Among the systems in vertebrates are:

  • GH produced by the anterior pituitary; this works with somatomedin from the liver and thyroid hormones to promote and control growth. GH promotes proliferation of cartilage in epiphyseal plates of bones and the growth of connective tissues. It also promotes somatomedin synthesis which encourages cell division and differentiation. Low GH levels induce hypothalamic GH-releasing factor; high levels induce GH-inhibiting factor (somatostatin). Excess GH leads to acromegaly (excessive bone development leading to facial deformities and gigantism). Deficient GH leads to pituitary dwarfism.
  • Thyroid hormones including thyroxine and tri-iodothyronine, synthesized/ secreted under the influence of anterior pituitary TSH. Thyroid hormones activate genes, promoting, particularly, respiratory enzyme synthesis. In amphibians, thyroid hormones promote metamorphosis.

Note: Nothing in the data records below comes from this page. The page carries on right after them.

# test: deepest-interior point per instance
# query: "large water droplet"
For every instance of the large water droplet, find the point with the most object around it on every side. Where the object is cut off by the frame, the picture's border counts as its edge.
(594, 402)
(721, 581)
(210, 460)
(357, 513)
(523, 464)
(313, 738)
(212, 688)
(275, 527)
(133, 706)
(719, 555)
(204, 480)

  • Melatonin and the pineal gland: melatonin is secreted in darkness (the pineal has a neural link to the eye) and influences color changes, breeding cycles, etc. Melatonin inhibits ovary and testis development in rodents. (In many poikilotherms, e.g. Sphenodon punctatum, the tuatara, a primitive lizardlike reptile, the pineal develops into a photoreceptive organ, a ‘third eye’.)
  • Erythropoietin from the kidney promoting erythropoiesis.
  • A number of thymic factors (e.g. thymosin) are involved in T-lymphocyte development. Other hormone-like substances which promote growth are known, including cytokines such as interleukins involved in control of immune responses, a nerve growth factor involved in neuron growth and putative thrombopoietin involved in platelet production.
  • Gastrin, secretin and CCK–PZ, secreted by the alimentary tract, involved in control of digestive processes.
  • Insulin and glucagon, from the pancreas involved in the homeostatic control of blood glucose levels .
  • Adrenaline (epinephrine), formed by methylating noradrenaline (norepinephrine) through the mediation of glucocorticoids, produced by the chromaffin cells of the adrenal medulla; it reinforces the effects of the sympathetic nervous system in stress and fright/fight/flight responses.
  • Glucocorticoids (e.g. cortisol) secreted by the adrenal cortex; they are involved in protein and carbohydrate metabolism and, with adrenaline (epinephrine) are associated with stress control. They suppress manyinflammatory and immune responses. Also produced in the adrenal cortex are cortical androgens (important in women for some muscle and body hair development – in men testosterone from the testes is more important) and aldosterone, important for electrolyte balance and blood pressure control.
  • Parathyroid hormone secreted by the parathyroid glands in response to lowered blood calcium levels: it facilitates calcium uptake from bone and its retention by the kidneys. Vitamin D (cholecalciferol) is made in the skin when it is exposed to sunlight: it increases calcium and phosphate uptake from the gut.
  • Reproductive hormones including gonadotropins from the anterior pituitary which stimulate the production of sex steroids from the gonads. These are involved in gametogenesis, ovulation and reproductive cycles, such as the menstrual cycle in women, human puberty and menopause, and the development of secondary sexual characteristics.